Delay collecting the benefit
One strategy to potentially reduce the impact of the projected reduction in 2033 is to delay taking benefits until reaching full retirement age or beyond. (If possible, of course.)
For those born after 1943, each year of delay beyond full retirement age can result in an 8% increase in the monthly benefit amount. For example, if your full retirement age is 67 and your monthly benefit amount would be $2,000 at that age, but you delay taking benefits until age 70, you could potentially receive a monthly benefit amount of $2,480 — a healthy 24% increase.
Delaying the start of benefits may not be feasible or desirable for everyone. Other factors such as health and financial need should be taken into consideration. Working with a financial advisor or retirement specialist can help you determine the best strategy for your individual circumstances and goals.
Let the lower income spouse collect social security first
If you’re married, another idea is to coordinate your claiming of Social Security with your spouse.

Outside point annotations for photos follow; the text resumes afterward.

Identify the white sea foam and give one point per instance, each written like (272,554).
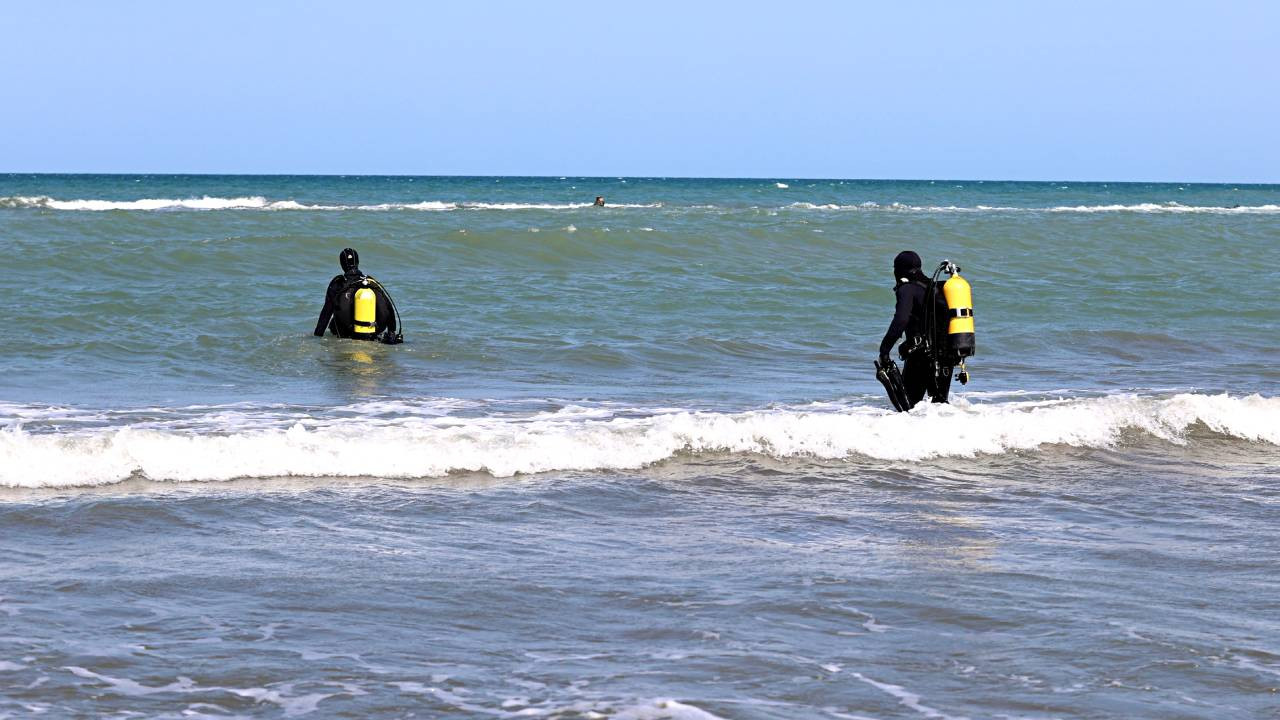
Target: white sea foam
(259,203)
(1174,208)
(237,443)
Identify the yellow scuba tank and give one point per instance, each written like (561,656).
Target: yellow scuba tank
(366,311)
(960,304)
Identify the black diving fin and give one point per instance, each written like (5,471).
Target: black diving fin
(891,378)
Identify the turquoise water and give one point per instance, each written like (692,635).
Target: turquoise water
(632,460)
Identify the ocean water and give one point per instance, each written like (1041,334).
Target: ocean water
(631,461)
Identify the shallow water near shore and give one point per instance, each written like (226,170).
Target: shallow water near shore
(630,461)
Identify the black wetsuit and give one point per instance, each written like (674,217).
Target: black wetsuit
(338,311)
(920,372)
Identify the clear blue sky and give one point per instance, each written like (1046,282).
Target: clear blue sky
(1027,90)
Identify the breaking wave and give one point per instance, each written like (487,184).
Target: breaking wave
(59,447)
(259,203)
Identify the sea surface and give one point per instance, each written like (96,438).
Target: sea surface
(631,461)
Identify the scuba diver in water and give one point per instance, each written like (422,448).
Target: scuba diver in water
(357,306)
(936,341)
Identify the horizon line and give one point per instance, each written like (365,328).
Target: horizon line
(775,178)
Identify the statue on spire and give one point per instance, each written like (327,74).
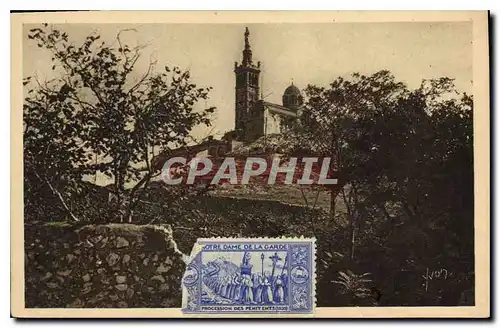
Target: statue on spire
(247,43)
(247,53)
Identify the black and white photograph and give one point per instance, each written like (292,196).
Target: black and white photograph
(139,138)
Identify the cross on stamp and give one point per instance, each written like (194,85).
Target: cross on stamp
(250,276)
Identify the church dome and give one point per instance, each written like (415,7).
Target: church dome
(292,97)
(292,90)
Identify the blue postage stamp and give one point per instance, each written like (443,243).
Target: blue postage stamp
(250,276)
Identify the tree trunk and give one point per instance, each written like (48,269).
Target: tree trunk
(333,197)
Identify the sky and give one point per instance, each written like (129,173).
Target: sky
(313,53)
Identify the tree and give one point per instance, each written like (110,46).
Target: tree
(95,117)
(405,155)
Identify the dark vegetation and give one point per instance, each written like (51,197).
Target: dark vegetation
(405,158)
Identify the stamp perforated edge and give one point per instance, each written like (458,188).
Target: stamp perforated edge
(197,248)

One strategy is for the lower-earning spouse to start claiming benefits at age 62, while the higher-earning spouse delays claiming benefits until full retirement age or beyond. This can allow the higher-earning spouse to accrue Delayed Retirement Credits and potentially increase their monthly benefit amount.
Additionally, this strategy can provide a source of income for the household while the higher-earning spouse delays claiming benefits. The lower-earning spouse's benefit amount may be less than the higher-earning spouse's benefit amount, so starting benefits earlier can help maximize the overall benefit for the household.

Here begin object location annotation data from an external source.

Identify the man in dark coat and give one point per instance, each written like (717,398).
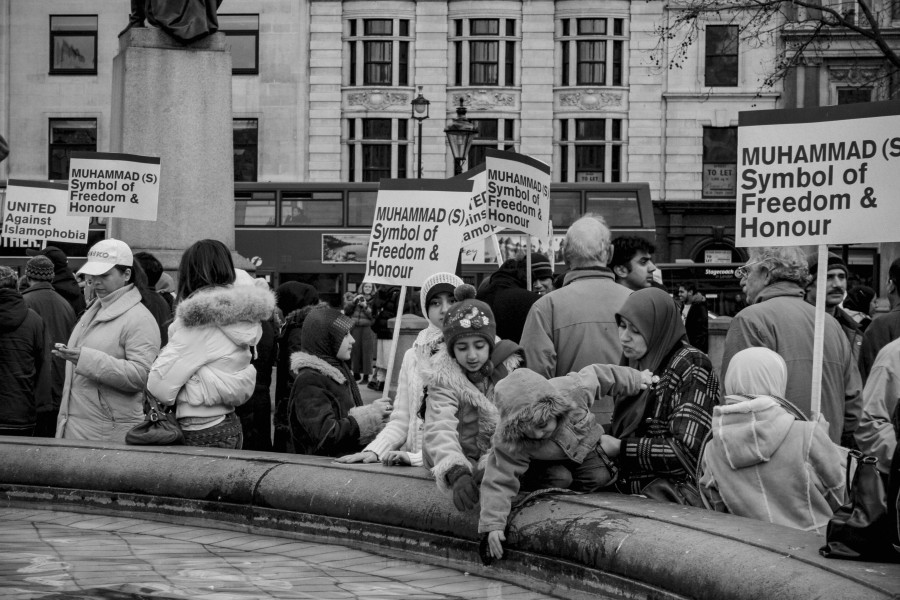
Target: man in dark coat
(695,316)
(64,281)
(509,297)
(59,320)
(24,360)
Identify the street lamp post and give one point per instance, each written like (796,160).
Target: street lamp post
(420,113)
(459,135)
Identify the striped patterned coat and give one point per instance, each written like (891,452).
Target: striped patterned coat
(679,407)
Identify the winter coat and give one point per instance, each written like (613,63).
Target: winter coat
(24,362)
(875,434)
(575,326)
(59,321)
(577,433)
(767,465)
(323,416)
(696,324)
(783,321)
(678,408)
(883,330)
(405,428)
(205,369)
(460,417)
(103,394)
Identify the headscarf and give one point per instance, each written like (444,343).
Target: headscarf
(756,372)
(293,295)
(324,330)
(654,314)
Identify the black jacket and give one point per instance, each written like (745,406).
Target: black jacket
(24,362)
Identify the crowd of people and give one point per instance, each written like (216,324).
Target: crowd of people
(598,380)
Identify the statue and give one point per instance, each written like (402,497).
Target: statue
(185,20)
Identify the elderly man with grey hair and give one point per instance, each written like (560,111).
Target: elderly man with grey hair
(575,326)
(780,319)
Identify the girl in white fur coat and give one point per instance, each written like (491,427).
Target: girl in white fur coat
(400,442)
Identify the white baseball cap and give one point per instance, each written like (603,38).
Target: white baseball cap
(104,255)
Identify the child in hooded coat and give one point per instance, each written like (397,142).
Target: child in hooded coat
(327,415)
(400,442)
(460,416)
(546,423)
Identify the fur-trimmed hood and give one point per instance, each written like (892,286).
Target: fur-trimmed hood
(303,360)
(236,310)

Again, working with a financial professional can help you pick the best path for your given your specific circumstances.
If you have other sources of taxable income — distributions from traditional IRAs or 401(k) plans — your Social Security benefits may be subject to federal income tax. The amount subject to tax depends on your combined income, which is calculated by adding half of your Social Security benefits to your other sources of income.

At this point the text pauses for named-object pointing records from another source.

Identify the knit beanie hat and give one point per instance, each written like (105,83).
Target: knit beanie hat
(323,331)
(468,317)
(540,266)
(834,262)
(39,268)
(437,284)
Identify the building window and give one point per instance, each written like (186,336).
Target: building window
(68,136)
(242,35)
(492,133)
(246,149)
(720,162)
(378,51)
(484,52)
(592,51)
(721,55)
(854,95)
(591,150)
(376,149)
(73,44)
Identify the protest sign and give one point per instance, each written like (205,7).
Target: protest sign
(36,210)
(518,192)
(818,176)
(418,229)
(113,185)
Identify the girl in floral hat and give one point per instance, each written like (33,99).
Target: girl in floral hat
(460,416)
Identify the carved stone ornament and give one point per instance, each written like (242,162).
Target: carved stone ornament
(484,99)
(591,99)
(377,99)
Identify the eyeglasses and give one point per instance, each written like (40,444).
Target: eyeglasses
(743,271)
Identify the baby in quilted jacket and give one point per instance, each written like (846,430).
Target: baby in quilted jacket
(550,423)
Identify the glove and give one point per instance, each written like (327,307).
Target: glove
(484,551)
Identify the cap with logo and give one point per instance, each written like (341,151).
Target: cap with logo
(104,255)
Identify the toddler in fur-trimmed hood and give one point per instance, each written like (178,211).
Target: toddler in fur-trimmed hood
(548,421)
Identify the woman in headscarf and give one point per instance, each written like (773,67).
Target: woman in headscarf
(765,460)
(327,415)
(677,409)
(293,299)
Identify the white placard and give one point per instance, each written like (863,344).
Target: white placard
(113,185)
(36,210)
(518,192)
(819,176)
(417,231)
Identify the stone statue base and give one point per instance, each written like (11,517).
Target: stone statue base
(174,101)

To minimize the tax impact on your Social Security benefits, consider converting some of your traditional IRA or 401(k) funds to a Roth IRA. Roth IRA distributions are tax-free and do not count towards your combined income, which can help reduce the amount of your Social Security benefits subject to federal income tax.
You can also try to keep your combined income below the income threshold at which Social Security benefits become subject to federal income tax.
That said, tax laws and regulations can and often change. Once again, working with a financial advisor or tax professional can help you develop a personalized retirement income strategy.